Si on compare notre définition des fine wines à celle proposée par Peter Yeung et Liz Thach des luxury wines, certains attributs sont communs comme la « highest quality » ou même le « sense of place » qui est la traduction moderne de terroir. Nous ne l’avons pas incluse directement, mais lorsque nous parlons de l’interprétation du vigneron, il s’agit aussi de celle de son terroir. Ensuite, lorsque l’on regarde les autres attributs des luxury wines, on trouve la rareté et le prix qui participent au sentiment de privilège apporté à l’acheteur. Les fine wines impliquent ainsi une définition du vin d’abord drivée par le producteur, sa vision, alors que le luxury wine est davantage drivé par le consommateur, comment on veut qu’il perçoive le vin. Dans un cas, le prix est une conséquence, dans l’autre il fait partie de la définition. Ce qui est amusant, c’est que lorsque je présente ces définitions en Angleterre et en France, je n’ai pas du tout les mêmes réactions. En Angleterre, certains vous diront qu’ils ont toujours pensé que le luxury wine était supéreur au fine wine. En France, dans le milieu du vin, le luxury wine a une image très négative. Certains producteurs mettront en avant que l’argent représente la fin des grands vins. Ce à quoi je réponds : vous vous rendez compte que si on n’intègre jamais le consommateur, il y a une limite tout autant que lorsque l’on élabore un vin uniquement en fonction du consommateur ?
La crise que connaissent certains vignobles français n’est-elle pas liée à cette conception du fine wine qui ne prend pas assez en compte le consommateur ?
Lorsque j’étais petite, en Bourgogne, les vignerons avaient tendance à dire si tu n’aimes pas mon vin, tant pis pour toi ! Je l’élabore ainsi, parce que c’est de cette manière qu’il doit l’être.
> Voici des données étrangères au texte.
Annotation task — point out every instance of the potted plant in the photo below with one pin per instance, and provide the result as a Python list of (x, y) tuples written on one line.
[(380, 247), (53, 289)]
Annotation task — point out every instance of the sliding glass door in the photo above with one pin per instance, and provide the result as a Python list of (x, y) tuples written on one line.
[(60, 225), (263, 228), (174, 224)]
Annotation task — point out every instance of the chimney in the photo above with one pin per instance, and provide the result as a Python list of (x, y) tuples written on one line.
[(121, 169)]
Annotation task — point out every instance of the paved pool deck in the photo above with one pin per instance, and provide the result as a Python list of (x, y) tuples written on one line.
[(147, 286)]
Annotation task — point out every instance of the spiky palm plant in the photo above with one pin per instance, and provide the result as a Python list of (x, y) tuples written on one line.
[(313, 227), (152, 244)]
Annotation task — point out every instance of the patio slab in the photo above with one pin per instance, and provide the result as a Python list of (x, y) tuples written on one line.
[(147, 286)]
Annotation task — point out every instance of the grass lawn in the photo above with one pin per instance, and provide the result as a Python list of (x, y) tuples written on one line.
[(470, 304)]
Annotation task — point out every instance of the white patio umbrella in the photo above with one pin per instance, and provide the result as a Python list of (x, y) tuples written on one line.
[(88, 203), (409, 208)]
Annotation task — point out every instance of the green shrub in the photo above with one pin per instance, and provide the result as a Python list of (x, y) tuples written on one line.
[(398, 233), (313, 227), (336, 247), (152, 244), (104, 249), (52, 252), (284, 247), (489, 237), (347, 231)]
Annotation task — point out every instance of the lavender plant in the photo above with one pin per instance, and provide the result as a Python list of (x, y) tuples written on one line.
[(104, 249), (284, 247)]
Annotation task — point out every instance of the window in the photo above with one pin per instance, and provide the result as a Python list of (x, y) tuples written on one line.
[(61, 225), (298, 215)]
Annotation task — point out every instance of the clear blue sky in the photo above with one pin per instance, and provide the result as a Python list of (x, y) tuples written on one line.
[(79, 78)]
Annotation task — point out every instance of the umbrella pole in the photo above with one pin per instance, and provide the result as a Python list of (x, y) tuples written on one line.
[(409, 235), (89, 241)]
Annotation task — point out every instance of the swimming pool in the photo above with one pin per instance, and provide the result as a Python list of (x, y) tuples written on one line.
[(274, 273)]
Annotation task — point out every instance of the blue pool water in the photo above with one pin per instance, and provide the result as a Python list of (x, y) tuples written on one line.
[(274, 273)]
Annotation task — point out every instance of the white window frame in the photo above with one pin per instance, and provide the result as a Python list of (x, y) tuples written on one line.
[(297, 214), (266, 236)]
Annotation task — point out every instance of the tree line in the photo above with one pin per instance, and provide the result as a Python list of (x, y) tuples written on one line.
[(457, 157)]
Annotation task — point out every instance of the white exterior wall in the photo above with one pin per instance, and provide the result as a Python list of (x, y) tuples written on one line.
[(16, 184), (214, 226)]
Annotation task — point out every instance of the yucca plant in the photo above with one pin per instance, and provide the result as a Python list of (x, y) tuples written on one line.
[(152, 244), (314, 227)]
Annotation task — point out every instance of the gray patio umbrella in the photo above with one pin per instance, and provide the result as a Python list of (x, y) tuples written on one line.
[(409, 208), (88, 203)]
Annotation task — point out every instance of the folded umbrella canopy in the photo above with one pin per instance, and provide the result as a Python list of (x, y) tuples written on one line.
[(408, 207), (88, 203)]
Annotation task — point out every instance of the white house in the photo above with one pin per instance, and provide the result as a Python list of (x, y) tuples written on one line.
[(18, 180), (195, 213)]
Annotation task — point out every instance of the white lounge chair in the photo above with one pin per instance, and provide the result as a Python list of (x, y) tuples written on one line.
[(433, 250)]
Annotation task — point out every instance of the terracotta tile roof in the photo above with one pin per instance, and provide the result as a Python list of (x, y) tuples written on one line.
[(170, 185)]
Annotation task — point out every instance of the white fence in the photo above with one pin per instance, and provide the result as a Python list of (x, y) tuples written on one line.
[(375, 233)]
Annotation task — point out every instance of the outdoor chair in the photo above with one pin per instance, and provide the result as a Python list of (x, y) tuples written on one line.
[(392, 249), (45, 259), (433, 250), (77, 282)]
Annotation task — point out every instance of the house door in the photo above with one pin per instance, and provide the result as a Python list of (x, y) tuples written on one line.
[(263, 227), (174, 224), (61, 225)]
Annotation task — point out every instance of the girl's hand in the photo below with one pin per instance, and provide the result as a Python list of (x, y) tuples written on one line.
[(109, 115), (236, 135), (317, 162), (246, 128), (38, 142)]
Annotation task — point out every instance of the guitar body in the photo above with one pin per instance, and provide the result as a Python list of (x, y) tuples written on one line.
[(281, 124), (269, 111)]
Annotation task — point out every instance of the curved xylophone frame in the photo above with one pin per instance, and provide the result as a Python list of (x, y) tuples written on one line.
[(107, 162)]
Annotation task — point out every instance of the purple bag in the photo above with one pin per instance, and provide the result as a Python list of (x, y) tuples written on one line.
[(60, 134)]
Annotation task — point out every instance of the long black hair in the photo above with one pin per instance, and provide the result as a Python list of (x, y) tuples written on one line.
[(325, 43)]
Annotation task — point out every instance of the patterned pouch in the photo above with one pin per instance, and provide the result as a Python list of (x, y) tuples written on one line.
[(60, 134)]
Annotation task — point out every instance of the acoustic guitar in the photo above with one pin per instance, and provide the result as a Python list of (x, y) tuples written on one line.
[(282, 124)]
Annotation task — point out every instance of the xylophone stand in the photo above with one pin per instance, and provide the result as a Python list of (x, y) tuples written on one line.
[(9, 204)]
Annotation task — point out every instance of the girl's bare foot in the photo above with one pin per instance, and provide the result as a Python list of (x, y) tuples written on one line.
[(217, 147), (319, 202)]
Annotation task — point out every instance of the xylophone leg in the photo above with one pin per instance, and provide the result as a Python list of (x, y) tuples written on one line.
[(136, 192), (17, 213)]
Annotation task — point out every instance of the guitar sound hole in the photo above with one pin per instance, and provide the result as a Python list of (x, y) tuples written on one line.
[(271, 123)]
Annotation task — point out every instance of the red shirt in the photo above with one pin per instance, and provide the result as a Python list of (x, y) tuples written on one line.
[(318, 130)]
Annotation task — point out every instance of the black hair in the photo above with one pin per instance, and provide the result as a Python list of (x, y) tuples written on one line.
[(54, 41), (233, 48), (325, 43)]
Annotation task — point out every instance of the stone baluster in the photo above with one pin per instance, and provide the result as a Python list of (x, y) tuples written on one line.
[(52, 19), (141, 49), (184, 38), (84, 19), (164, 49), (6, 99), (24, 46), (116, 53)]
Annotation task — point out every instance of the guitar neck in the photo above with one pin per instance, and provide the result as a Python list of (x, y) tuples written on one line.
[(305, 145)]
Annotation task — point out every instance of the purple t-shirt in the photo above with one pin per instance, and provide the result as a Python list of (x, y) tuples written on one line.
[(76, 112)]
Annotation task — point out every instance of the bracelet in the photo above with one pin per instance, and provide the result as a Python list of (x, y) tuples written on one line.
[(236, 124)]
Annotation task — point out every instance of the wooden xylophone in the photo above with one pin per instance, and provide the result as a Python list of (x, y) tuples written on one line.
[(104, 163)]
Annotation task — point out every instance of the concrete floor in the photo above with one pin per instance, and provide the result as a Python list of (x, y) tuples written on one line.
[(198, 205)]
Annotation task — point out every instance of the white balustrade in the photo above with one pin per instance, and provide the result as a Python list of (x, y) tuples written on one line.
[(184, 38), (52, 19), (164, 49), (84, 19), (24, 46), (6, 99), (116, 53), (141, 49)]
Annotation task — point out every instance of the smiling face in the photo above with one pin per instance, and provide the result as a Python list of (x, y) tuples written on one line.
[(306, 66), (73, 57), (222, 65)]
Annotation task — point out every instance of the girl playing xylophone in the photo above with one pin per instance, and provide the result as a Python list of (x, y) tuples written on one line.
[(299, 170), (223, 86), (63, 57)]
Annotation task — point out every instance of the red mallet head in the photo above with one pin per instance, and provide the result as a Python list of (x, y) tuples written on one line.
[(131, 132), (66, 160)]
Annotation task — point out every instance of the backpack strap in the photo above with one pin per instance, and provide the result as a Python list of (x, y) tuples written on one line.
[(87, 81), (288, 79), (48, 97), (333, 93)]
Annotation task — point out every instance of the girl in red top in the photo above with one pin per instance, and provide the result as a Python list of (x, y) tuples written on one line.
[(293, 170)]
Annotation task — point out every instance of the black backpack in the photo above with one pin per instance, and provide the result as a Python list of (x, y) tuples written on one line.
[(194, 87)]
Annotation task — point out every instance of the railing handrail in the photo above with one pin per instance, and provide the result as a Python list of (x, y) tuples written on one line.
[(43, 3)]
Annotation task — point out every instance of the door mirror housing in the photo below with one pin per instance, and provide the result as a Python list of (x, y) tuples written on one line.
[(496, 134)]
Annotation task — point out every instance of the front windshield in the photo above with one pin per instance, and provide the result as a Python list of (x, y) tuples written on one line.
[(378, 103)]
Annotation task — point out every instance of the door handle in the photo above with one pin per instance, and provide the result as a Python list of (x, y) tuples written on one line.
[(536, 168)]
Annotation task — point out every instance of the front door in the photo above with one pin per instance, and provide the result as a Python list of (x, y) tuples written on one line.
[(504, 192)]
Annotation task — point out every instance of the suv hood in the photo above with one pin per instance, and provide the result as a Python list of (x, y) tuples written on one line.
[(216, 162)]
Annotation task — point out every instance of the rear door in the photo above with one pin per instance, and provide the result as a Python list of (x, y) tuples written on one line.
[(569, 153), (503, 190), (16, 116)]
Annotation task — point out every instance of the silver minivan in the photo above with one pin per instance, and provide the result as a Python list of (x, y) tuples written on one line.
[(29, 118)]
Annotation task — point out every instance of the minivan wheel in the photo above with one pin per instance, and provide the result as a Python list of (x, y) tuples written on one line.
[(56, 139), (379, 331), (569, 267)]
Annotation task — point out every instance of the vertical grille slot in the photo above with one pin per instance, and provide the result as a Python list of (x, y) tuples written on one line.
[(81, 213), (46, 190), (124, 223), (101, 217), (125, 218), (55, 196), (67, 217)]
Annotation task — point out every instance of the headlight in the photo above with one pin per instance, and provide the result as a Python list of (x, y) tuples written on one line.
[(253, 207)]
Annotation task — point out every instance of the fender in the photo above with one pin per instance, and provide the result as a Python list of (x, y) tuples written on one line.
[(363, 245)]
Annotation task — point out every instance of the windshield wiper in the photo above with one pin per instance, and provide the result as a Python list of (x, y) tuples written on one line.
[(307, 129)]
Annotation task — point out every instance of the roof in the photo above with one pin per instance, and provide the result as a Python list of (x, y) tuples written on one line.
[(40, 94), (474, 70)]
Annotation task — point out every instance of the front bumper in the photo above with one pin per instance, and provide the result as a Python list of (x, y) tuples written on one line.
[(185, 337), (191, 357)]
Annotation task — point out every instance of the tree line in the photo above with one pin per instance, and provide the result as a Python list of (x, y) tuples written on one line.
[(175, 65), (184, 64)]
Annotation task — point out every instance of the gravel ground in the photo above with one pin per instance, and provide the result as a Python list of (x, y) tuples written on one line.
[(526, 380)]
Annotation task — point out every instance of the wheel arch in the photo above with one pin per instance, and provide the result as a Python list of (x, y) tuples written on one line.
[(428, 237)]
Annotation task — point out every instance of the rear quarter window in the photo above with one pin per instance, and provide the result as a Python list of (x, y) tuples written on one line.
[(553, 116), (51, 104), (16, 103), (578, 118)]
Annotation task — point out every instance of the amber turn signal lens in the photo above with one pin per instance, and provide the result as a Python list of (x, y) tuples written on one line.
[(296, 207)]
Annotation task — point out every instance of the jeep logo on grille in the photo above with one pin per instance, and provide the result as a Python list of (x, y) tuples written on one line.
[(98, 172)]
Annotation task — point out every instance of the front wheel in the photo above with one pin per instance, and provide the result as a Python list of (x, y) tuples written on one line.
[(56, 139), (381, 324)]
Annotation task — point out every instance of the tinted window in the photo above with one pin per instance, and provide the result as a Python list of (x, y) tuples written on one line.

Est-ce que l’on doit adapter ses techniques de vinification au consommateur ? Oui et non. Pour moi, il est hypocrite de penser que le goût du consommateur ou les marchés n’influencent pas le style du vin. C’est d’ailleurs une erreur française de penser que les vins de lieu ont toujours eu le même goût.
En revanche, on peut discuter du passage que l’on observe de la recherche de typicité à la recherche d’authenticité. La typicité implique une approche collective du terroir. On avait des villages qui, parce qu’ils faisaient tous la même chose, produisaient des vins qui avaient une ligne directrice. Vous pouviez ainsi reconnaître facilement un Meursault d’un Puligny. La recherche d’authenticité place les vignerons dans des démarches beaucoup plus individuelles, cela a provoqué des bons en qualité dans certaines régions, parce que des vignerons ont arrêté de faire ce que tout le monde faisait et se sont posés des questions sur la maturité du raisin, l’extraction des tanins etc… Mais du coup, on a sur un même terroir des résultats si disparates, des styles si différents, que cela remet en cause l’existence même de ce terroir. Evidemment, lorsque l’on voit dans les dégustations d’agrément d’une appellation, des vins atypiques éliminés alors qu’ils étaient très intéressants par leur approche qualitative novatrice, on touche la limite. Mais on ne doit pas oublier qu’en matière de fine wine, l’image collective d’une région auprès des consommateurs compte beaucoup. La Bourgogne a ce halo, parce qu’il existe une approche stylistique, qualitative, qui fait que cela monte ensemble. Le Swartland en Afrique du Sud, c’est la même chose, les vignerons seuls ne seraient pas parvenus au même succès. Cela fait partie du débat ouvert par notre prochain white paper « is fine wine a collective or an individual project ? » Cette question est très intéressante à étudier à partir des pays du Nouveau Monde, qui eux, partent d’une page blanche.